Recently whilst celebrating a First Holy Communion Mass I experienced one of my more difficult days on the altar. In fairness the boys themselves were excellent. Well taught, and equally well rehearsed, they showed reverence in the church and sought to carry out whatever task that had been entrusted to them with respect and dignity. Sad to say many of the adults did not show the same decorum. It was very noisy, and this was sustained. A number of adults chatted throughout the Mass. A number went in and out, presumably for a smoke. Some chewed gum. I heard one little boy plead with his Dad, ‘ Dad, please stop talking in church!’ I found it sad to see little boys, the best of children, having practiced and rehearsed their prayers and readings and not being given the courtesy of being heard. This is not to mention the overall disrespect, for both the sacred space of God’s house, and the Eucharist itself. Was all this motivated by malice, or a conscious effort to undermine the sacredness of the day? Not at all. It was essentially thoughtless, ignorant behaviour from people who are a long way from church. Yet beside that, they wanted their little boy to have his ‘big day’. Indeed as one lady put it, ‘we are entitled to that, Father’. For my part, I made several appeals for quiet and general respect, with only minimal effect. Just as I began the institution narrative, ‘On the night he was betrayed,’ I had a moment of accentuated awareness.
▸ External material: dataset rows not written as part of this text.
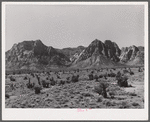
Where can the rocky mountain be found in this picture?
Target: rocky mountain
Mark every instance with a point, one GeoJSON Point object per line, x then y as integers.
{"type": "Point", "coordinates": [99, 54]}
{"type": "Point", "coordinates": [132, 55]}
{"type": "Point", "coordinates": [35, 55]}
{"type": "Point", "coordinates": [72, 53]}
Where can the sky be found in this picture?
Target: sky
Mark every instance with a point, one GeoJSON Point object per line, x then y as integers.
{"type": "Point", "coordinates": [63, 26]}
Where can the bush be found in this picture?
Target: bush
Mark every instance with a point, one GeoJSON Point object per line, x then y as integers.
{"type": "Point", "coordinates": [91, 77]}
{"type": "Point", "coordinates": [37, 89]}
{"type": "Point", "coordinates": [122, 81]}
{"type": "Point", "coordinates": [25, 78]}
{"type": "Point", "coordinates": [45, 84]}
{"type": "Point", "coordinates": [75, 78]}
{"type": "Point", "coordinates": [12, 79]}
{"type": "Point", "coordinates": [62, 82]}
{"type": "Point", "coordinates": [7, 96]}
{"type": "Point", "coordinates": [131, 73]}
{"type": "Point", "coordinates": [52, 81]}
{"type": "Point", "coordinates": [101, 89]}
{"type": "Point", "coordinates": [96, 77]}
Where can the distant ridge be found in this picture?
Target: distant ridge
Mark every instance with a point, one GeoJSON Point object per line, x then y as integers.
{"type": "Point", "coordinates": [34, 55]}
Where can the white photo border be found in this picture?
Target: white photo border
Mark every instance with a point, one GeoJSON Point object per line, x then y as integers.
{"type": "Point", "coordinates": [72, 114]}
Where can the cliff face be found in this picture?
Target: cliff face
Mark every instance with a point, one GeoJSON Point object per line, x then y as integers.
{"type": "Point", "coordinates": [35, 55]}
{"type": "Point", "coordinates": [132, 55]}
{"type": "Point", "coordinates": [99, 54]}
I believe this was a nudge of the Holy Spirit. It came to me that I was damaging the Eucharist. It struck me that what we were doing was wrong. We were doing violence to what is the ‘source and summit’ of our lives together in the Lord. It left me with a profound sadness that has as yet, not quite abated.
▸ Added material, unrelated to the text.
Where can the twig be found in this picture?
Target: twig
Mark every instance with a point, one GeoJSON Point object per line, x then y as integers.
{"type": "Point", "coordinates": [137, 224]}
Surely at this time of year, as we celebrate Corpus Christi, and within our parishes have our First Holy Communions, it is time to stop and take a serious look at what is happening? Perhaps there is nothing wrong with a little family celebration, a few balloons, and maybe even the bouncy castle, but do we really need the hummers and the stretch limousines? A trip to Lanzarote? A hairband that lights up? And at the end of all this, Mum is still, two years later, paying off the credit union loan. Has it not gone a little mad? Where is the emphasis? What is important? Where is Jesus in this? Is there any, even a basic understanding, of what is happening at Mass? Do the adults know, never mind the children, or do they even begin to appreciate what is going on, when the priest says, ‘The Body of Christ’, and we reply ‘Amen’?

Is it not time to end our denial and face the reality that we have entered a post – Christian era. This is the New Paganism. Surely it is time to save the Eucharist from the waves of disrespect, granted they may not be intentional, that barrage it? What I mean by this, is that wherever people feel they HAVE TO be at the Eucharist, we should free them up. We should remove all pressure or compulsion on people to take part in any Eucharist. This will mean providing both funeral and wedding ceremonies outside Eucharist, and an end to the conveyor belt religion that is evident at First Penance, Holy Communion, and Confirmation. In other words I am arguing for a much smaller, much leaner, but more vibrant Church. Once again, as often in her history, our church needs both reform and renewal.